The coroner is appointed by the Local Authority, but is not under their control. If the coroner is involved in a death, the deceased person is completely in the coroner’s control until they issue an order for burial or cremation.

What the coroner does

  • Investigates sudden, violent or unnatural deaths
  • Authorises the person who has died in England or Wales to be moved out of the country
  • Approves the documents that go with the body of a person who has died abroad and is brought back to England or Wales
  • Has the power to prevent cremation, and to order or allow the body of someone who has died to be exhumed (that is, for the grave to be opened and the body taken from the grave)
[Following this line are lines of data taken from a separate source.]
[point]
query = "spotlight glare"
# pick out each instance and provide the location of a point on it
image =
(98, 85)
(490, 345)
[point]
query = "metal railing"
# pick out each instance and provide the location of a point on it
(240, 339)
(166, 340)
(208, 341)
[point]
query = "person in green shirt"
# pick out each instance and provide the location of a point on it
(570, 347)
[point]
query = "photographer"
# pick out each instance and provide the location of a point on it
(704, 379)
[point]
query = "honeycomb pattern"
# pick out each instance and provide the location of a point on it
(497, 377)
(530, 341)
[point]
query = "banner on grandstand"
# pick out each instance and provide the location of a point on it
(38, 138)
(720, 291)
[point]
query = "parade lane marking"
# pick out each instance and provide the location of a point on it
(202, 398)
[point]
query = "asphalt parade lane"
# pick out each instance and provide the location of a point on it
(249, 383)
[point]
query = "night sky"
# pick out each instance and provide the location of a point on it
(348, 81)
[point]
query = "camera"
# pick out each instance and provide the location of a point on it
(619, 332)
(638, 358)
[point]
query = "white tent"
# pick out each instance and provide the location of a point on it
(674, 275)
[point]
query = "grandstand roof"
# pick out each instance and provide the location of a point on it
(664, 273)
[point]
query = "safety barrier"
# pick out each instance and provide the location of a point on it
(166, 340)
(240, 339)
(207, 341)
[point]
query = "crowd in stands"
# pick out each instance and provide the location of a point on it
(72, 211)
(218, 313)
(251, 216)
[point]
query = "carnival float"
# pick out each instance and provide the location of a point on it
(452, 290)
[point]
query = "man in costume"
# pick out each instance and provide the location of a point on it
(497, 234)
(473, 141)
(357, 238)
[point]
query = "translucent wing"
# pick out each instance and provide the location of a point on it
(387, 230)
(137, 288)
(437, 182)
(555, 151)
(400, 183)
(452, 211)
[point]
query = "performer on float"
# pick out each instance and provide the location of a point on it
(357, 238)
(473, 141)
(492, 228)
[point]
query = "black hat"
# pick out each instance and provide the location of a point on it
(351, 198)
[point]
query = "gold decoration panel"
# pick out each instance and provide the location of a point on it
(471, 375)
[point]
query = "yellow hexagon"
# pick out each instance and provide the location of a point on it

When is a death reported to the coroner?

If the person who has died was not seen by a doctor during their last illness.

  • If the Registrar has not been able to get a filled-in medical certificate of the cause of death
  • If the person who has died was not seen by the doctor who certified their death within 14 days before they died.
  • If the cause of death appears to be unknown
  • If the death was unnatural, was directly or indirectly caused by an accident, by violence, or by neglect, or happened in suspicious circumstances.
  • If the person who has died fractured a major bone within one year before they died
  • If the person who died had an operation which was needed due to injury.
  • If the person died during an operation or before they recovered from the anaesthetic.
  • If the death was due to having an abortion, an industrial disease or poisoning (including food poisoning or alcoholism)
  • If military service may have directly or indirectly caused death
  • If the death occurred in a prison.
  • If the death occurred in a psychiatric hospital, or in temporary care.

If the death is reported to the coroner, there is usually a delay before the death can be registered. The registration must take place before a funeral can be arranged. The coroner will also decide if a post-mortem should take place, or if there should be an inquest. An inquest is a formal inquiry into an unexplained, sudden or violent death.